Background: T790M mutation in EGFR accounts for nearly 50% of the acquired mechanism of resistance to EGFR-tyrosine kinase inhibitors (TKIs). Previous studies suggested that EGFR T790M mutation was also detected in a considerable number of EGFR-TKI-naïve non-small-cell lung cancer (NSCLC) patients utilizing ultrasensitive detection methods such as droplet digital PCR (ddPCR). Here we investigated the significance of low-frequency pretreatment EGFR T790M mutation (preT790M) and its association with cancer molecular heterogeneity in the efficacy of EGFR-TKIs.
Materials and methods: Fifty-two advanced NSCLC patients harboring activating EGFR mutations treated with first-line EGFR-TKIs at Osaka City University Hospital between August 2013 and July 2016 were enrolled in the study. DNAs from tumor biopsies at diagnosis were available from 44 patients for detecting preT790M by the cobas® EGFR Mutation Test v2 (cobas) and ddPCR (RainDance Technologies) and those from 33 were available for assessing the actionable mutations in 50 genes by next-generation sequencing (NGS). NGS was performed on the Ion PGM using Ion AmpliSeq Cancer Hotspot Panel v2 (Life Technologies). Paired biopsies before EGFR-TKIs treatment and at disease progression (PD) were obtained from 15 patients to assess the T790M mutation by cobas.

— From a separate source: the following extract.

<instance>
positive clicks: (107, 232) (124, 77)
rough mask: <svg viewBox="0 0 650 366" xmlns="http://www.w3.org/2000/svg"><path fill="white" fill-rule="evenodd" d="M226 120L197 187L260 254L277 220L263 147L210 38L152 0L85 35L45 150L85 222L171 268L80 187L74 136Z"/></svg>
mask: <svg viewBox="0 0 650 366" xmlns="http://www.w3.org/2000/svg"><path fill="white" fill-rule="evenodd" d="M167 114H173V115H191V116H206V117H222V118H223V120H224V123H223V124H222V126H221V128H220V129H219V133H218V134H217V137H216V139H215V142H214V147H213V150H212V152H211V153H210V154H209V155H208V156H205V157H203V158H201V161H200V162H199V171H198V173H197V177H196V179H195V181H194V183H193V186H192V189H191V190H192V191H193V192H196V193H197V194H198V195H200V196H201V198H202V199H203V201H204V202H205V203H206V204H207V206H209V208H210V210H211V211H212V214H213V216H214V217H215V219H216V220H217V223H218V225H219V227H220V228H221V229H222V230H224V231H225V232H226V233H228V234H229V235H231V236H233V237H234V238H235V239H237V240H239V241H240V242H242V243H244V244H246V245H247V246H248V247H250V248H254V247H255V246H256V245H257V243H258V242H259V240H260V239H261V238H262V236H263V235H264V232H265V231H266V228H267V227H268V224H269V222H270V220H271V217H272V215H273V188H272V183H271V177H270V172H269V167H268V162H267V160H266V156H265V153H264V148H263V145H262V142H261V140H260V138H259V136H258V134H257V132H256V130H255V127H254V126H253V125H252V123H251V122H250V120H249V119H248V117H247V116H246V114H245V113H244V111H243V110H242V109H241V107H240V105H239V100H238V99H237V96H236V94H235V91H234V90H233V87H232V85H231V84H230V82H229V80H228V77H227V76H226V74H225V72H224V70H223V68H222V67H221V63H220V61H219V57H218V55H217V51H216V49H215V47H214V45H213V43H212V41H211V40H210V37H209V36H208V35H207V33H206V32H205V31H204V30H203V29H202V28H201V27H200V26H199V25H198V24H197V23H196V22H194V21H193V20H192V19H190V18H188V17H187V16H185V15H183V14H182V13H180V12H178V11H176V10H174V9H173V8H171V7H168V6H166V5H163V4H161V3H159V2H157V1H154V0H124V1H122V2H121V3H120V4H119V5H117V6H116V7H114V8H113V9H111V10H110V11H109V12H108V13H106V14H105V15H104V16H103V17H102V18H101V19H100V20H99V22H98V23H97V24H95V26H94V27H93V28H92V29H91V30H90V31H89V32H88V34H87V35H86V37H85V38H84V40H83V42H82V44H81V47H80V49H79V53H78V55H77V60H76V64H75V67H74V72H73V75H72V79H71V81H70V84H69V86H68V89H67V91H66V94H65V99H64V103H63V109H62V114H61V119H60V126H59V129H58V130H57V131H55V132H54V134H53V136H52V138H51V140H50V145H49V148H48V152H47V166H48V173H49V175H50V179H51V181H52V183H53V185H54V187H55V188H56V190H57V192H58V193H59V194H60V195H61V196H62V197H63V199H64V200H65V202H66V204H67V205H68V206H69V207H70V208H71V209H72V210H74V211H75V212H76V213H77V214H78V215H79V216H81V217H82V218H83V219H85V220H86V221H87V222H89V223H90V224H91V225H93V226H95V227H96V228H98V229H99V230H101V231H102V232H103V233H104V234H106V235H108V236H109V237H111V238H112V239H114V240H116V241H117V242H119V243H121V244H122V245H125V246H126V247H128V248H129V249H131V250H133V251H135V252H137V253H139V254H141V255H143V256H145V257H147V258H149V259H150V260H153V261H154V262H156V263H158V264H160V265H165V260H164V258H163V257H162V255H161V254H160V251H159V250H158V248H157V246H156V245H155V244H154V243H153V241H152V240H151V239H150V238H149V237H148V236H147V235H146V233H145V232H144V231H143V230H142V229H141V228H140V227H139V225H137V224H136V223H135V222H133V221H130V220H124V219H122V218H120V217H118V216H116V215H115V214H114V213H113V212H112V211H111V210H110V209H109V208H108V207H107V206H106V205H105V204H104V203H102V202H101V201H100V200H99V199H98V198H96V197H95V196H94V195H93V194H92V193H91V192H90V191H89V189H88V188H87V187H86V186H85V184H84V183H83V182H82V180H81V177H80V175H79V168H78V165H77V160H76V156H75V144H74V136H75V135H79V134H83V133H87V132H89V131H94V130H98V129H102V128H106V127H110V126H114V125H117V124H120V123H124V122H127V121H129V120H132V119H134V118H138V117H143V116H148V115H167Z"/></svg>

Results: The overall detection rate of preT790M by ddPCR was 40.9% (18/44), while not detected in any case by cobas. The median progression free survival (mPFS) was 10.0 months for the patients with preT790M and 13.5 months for those without preT790M (p=0.288), respectively. When divided into 3 categories based on the frequency of preT790M such as high with T790M allele frequency (AF) >0.3%, low with AF ≤0.3% and undetected, 12 patients with high AF had a relatively shorter mPFS than 6 with low AF (p=0.090) and 26 without detectable preT790M (p=0.046) (7.7 vs 17.1 vs 13.5 months, respectively). NGS revealed 18 additional coexisting actionable mutations in 15 out of 33 patients: TP53 (n=7), PIK3CA (n=5), CTNNB1 (n=3) and uncommon EGFR (n=3). There was a trend for patients with higher preT790M AF to harbor less additional coexisting mutations (27% with high AF, 60% with low AF and 53% without preT790M, p=0.320). In 15 paired biopsies, T790M mutation was detected in 60% (9/15) at PD by cobas in the clinical setting; 67% (2/3) with high AF, 50% (1/2) with low AF and 60% (6/10) without detectable preT790M, suggesting T790M mutation after first-line EGFR-TKIs developed from both clonal selection and secondary acquisition models.
Conclusion: Results of our study indicated that EGFR-mutated NSCLCs with higher AF preT790M >0.3% had significantly shorter duration of response to EGFR-TKIs. In addition, the AF of preT790M in EGFR-mutated NSCLC may be associated with coexisting actionable mutation load potentially affecting the efficacy of EGFR-TKIs.
Citation Format: Yoshiya Matsumoto, Kenji Sawa, Jun Oyanagi, Mitsuru Fukui, Naoki Yoshimoto, Tomohiro Suzumura, Shigeki Mitsuoka, Kazuhisa Asai, Tatsuo Kimura, Nobuyuki Yamamoto, Tomoya Kawaguchi, Kazuto Hirata, Yasuhiro Koh. Predictive impact of low-frequency pretreatment T790M mutation in patients with EGFR-mutated non-small cell lung cancer treated with EGFR tyrosine kinase inhibitors [abstract]. In: Proceedings of the American Association for Cancer Research Annual Meeting 2018; 2018 Apr 14-18; Chicago, IL. Philadelphia (PA): AACR; Cancer Res 2018;78(13 Suppl):Abstract nr 2613.